Estate Planning Tools: Power of Attorney
By Lisa Lane McDevitt, Esquire on Monday, July 18, 2011
A power of attorney is an invaluable estate planning tool that you may not even realize you need.
There are two types of Power of Attorneys. First, there is a General Power of Attorney which broadly gives the agent (the person you are giving the power to) the right to act just as you. That is, to purchase a car, purchase a house, deposit and withdraw funds, etc. For example, this Power of Attorney would be useful for an elderly citizen that needs help with various day to day transactions. Second, there is a more limited power of attorney, called a Special Power of Attorney which specifically details the power given. This can be useful for a specific transaction. For example, this power of attorney would be good for a deployed soldier that needs someone to sell his car while he is deployed.
Normally a Power of Attorney can only act if you were able to act. That means if you were in a coma and unable to do a transaction, your Power of Attorney would not be able to do that transaction either. However, by inserting specific words in the Power of Attorney to make it a Durable Power of Attorney this obstacle can be avoided. A Durable Power of Attorney become effective immediately and survives your incapacity. This makes it a valuable estate planning tool. Immediately upon signing your Durable Power of Attorney your agent may act on your behalf. The agent would continue to have authority to act on your behalf if you were in a coma or otherwise incapacitated and the agent wouldn’t be burdened with having to prove your incapacity.

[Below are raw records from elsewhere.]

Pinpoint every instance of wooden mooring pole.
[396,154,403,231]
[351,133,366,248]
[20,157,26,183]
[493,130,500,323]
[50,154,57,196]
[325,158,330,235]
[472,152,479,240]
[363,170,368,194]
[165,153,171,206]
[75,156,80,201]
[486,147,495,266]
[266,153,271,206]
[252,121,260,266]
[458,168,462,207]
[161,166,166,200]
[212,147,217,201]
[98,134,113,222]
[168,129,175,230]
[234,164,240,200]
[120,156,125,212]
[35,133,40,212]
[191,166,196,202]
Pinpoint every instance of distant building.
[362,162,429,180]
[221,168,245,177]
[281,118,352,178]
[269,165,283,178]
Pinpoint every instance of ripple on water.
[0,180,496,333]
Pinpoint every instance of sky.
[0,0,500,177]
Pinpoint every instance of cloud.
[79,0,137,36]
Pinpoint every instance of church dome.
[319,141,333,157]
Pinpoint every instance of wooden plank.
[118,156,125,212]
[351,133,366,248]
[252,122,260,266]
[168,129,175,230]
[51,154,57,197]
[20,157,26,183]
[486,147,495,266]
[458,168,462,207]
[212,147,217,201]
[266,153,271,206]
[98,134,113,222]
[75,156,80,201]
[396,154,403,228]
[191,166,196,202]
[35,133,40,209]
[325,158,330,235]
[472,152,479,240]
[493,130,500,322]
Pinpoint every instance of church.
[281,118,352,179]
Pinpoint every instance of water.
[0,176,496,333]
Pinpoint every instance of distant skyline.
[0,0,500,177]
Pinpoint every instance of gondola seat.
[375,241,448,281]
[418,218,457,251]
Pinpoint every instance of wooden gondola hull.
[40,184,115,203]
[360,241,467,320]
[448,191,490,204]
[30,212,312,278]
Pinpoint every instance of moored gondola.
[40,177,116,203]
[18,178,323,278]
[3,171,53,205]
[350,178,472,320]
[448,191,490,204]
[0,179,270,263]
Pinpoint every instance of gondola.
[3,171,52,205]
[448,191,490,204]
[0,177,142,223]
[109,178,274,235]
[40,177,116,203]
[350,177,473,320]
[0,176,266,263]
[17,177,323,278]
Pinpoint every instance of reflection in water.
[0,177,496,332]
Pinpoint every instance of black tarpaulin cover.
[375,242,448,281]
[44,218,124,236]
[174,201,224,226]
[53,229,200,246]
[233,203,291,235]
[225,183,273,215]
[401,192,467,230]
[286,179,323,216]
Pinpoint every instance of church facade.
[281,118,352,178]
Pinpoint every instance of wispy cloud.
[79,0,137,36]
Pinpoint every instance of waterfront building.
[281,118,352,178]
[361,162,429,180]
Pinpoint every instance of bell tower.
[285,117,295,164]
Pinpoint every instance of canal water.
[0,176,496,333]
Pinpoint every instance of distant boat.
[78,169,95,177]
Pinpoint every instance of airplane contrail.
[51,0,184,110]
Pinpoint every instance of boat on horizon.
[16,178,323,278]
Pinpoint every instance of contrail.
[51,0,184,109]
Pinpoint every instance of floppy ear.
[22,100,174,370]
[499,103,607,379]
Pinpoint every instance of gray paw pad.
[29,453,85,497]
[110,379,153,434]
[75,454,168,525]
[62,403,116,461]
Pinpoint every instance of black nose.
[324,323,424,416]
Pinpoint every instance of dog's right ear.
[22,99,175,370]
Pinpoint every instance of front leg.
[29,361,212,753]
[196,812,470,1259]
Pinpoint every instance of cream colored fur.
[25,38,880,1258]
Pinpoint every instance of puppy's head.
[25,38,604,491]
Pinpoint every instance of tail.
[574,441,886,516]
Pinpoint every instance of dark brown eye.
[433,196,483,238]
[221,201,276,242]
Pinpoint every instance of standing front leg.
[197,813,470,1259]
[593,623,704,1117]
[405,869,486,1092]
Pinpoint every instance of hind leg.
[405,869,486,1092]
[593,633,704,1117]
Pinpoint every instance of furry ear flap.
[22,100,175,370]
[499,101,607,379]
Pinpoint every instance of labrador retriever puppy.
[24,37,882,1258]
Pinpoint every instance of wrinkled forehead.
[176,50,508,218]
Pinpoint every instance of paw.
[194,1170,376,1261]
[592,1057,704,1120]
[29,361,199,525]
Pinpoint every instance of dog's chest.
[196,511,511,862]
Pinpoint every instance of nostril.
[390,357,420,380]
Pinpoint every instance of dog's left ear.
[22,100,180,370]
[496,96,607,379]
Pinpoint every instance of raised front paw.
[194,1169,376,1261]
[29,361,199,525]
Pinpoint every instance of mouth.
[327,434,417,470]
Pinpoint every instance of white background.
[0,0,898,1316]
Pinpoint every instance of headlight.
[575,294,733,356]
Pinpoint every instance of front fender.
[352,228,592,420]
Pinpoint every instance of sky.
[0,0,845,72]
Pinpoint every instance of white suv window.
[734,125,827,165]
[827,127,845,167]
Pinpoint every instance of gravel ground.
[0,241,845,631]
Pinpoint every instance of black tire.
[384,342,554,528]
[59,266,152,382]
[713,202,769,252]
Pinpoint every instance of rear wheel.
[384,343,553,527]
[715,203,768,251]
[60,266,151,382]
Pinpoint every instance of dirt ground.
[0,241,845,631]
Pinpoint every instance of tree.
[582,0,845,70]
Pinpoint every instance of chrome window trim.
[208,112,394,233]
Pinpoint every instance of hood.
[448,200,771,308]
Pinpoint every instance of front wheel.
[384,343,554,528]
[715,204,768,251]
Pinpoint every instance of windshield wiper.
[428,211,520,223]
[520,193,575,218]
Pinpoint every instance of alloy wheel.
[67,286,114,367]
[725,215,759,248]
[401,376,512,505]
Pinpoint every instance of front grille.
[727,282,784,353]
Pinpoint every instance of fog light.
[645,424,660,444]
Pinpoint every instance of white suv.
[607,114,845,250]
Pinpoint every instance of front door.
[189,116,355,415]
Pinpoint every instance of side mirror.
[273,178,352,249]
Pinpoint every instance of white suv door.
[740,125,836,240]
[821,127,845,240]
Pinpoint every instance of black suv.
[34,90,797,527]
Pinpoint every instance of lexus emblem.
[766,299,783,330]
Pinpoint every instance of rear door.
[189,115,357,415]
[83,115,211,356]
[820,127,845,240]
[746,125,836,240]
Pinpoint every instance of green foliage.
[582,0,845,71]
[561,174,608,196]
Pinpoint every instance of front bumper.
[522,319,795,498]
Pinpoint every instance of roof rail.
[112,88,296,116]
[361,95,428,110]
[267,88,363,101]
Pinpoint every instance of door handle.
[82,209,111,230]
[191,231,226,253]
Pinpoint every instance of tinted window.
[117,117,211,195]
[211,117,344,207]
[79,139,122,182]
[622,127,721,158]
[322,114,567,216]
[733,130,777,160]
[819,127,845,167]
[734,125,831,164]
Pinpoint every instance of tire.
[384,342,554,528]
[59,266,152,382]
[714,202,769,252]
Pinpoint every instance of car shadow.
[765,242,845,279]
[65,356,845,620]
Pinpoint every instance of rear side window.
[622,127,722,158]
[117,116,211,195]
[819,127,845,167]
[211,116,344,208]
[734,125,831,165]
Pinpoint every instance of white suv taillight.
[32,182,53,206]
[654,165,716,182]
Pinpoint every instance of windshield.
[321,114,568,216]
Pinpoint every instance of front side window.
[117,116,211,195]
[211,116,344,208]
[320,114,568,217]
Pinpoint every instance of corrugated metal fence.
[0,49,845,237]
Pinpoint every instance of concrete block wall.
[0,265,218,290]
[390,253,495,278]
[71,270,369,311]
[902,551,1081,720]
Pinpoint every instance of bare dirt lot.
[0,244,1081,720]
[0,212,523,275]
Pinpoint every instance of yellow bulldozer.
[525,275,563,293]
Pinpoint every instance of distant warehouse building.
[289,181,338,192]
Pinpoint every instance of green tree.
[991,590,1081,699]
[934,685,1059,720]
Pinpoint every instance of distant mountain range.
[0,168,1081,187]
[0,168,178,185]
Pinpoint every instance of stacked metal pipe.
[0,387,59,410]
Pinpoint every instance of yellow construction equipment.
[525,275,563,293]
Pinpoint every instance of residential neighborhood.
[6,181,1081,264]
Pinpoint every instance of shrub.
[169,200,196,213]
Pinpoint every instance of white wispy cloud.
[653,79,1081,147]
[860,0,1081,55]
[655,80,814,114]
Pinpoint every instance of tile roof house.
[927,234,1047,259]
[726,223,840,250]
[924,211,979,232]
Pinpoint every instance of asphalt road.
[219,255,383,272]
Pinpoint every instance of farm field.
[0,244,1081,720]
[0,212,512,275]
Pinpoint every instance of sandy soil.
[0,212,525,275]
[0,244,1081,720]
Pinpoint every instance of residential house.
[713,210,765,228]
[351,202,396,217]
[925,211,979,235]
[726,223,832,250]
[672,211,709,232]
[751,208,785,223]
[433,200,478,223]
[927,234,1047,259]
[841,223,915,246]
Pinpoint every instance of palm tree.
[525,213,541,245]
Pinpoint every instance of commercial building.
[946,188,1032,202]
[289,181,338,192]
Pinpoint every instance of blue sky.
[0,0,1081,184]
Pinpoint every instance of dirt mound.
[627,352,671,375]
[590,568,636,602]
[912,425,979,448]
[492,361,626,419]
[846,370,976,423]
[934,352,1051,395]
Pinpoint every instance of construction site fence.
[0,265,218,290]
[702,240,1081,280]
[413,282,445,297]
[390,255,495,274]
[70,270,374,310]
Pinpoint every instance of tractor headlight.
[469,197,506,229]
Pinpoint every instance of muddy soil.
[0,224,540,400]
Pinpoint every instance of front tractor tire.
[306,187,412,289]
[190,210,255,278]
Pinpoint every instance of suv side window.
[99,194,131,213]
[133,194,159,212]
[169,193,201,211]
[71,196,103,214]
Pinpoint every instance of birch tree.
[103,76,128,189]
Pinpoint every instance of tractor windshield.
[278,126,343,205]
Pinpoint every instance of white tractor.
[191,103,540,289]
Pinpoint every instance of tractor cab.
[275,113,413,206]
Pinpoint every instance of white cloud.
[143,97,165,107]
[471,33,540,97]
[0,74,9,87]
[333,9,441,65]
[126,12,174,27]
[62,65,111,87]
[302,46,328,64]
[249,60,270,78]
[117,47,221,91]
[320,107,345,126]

Your designated agent should be someone you trust completely, and someone who understands how you handle your business affairs. Remember, a financial durable general power of attorney is like handing someone a blank check to all of your assets. An agent is a fiduciary. This means that he or she must manage your assets for your benefit-not their own. The person you name will be called upon to act under difficult circumstances. Your disability may be sudden, catching everyone by surprise, and may last for an extended period of time. However, with the power of attorney in place, you and your agent will be better prepared to address your needs.